RICHARD THOMPSON, the “Cul de Sac” cartoonist who is widely considered one of the greatest comic-strip creators and illustrators of his generation, died Wednesday in Northern Virginia, family friends confirm. He was 58.

Thompson, who lived in Arlington, died of complications from Parkinson’s disease, the effects of which he had endured for eight years.

Thompson was perhaps best known for his Reuben Award-winning comic strip “Cul de Sac,” which was born in 2004 as a weekly feature in the pages of The Washington Post Magazine, before being syndicated several years later by Universal Press Syndicate/Universal Uclick, which distributed the feature to hundreds of newspapers at its peak.

“For many artists, the goal is to draw well,” Pete Docter, the Oscar-winning Pixar director, tells The Post’s Comic Riffs. “Richard Thompson’s drawings are indeed drool-worthy, but what sticks with you is something deeper: his ideas. Richard somehow noticed things the rest of us missed, but that we recognize immediately as true. Richard’s work lovingly bites at the ankles of society. And it’s all delivered in a deliciously hearty meal of an amazing — and funny — drawing.”

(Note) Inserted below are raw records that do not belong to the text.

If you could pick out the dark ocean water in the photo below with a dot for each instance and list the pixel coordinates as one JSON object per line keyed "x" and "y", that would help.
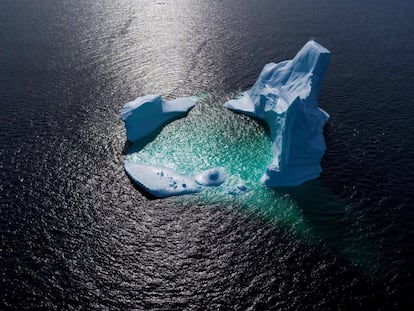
{"x": 76, "y": 234}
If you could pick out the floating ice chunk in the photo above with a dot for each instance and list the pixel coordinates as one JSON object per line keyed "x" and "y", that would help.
{"x": 159, "y": 180}
{"x": 148, "y": 113}
{"x": 211, "y": 177}
{"x": 238, "y": 189}
{"x": 284, "y": 96}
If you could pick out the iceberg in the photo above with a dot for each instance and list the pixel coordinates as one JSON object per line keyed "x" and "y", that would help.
{"x": 285, "y": 98}
{"x": 211, "y": 177}
{"x": 146, "y": 114}
{"x": 160, "y": 181}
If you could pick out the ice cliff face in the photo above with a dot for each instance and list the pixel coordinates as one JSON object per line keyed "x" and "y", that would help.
{"x": 285, "y": 97}
{"x": 146, "y": 114}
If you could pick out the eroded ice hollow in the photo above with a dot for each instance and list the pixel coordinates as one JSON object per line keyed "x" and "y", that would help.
{"x": 144, "y": 116}
{"x": 285, "y": 97}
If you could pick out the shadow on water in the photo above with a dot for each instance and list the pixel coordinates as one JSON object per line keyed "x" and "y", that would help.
{"x": 310, "y": 211}
{"x": 335, "y": 224}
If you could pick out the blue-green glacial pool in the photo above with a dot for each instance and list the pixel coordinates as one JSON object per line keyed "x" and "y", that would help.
{"x": 211, "y": 136}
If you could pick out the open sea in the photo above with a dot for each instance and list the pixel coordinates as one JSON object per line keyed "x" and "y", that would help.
{"x": 76, "y": 234}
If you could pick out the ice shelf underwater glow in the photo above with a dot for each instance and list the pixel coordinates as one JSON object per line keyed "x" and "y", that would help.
{"x": 284, "y": 96}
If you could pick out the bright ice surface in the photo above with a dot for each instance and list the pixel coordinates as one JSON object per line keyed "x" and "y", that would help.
{"x": 159, "y": 180}
{"x": 284, "y": 96}
{"x": 211, "y": 177}
{"x": 146, "y": 114}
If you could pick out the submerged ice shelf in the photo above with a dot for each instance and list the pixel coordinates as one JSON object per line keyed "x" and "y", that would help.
{"x": 284, "y": 96}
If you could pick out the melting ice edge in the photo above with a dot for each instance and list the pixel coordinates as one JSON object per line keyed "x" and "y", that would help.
{"x": 284, "y": 97}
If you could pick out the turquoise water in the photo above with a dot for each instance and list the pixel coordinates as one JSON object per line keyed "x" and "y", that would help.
{"x": 212, "y": 136}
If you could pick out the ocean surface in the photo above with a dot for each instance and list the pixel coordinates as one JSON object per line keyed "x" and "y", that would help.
{"x": 76, "y": 234}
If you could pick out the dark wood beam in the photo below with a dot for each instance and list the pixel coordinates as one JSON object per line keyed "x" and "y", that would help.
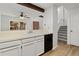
{"x": 32, "y": 6}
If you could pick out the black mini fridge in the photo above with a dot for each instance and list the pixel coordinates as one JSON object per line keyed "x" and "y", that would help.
{"x": 48, "y": 42}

These are the Richard Thompson masterpieces we’ll most remember him by

The Post Magazine profile: ‘Cul de Sac’ creator Richard Thompson faces life’s cruel twists with artful wit

Within “Cul de Sac,” Thompson created a wry and whimsical suburban world partly inspired by his own upbringing in Maryland’s Montgomery County, just outside Washington. His pen-and-ink neighborhood featured outgoing 4-year-old Alice Otterloop (her surname a bit of wordplay on the Beltway’s “Outer Loop”), introverted 8-year-old brother Petey, her friends Beni and Dill and classmates at Blisshaven Academy preschool, and the Otterloop parents, who always seemed one step behind their children’s wild imaginations and antics.

The creative spark for the strip was lit in 2003, when Thompson observed the goings-on at his younger daughter’s preschool. “I was struck by adults trying to deal with this childhood reality,” Thompson said in interview five years ago. “They were completely out of their depth, with these four-year-olds running around.”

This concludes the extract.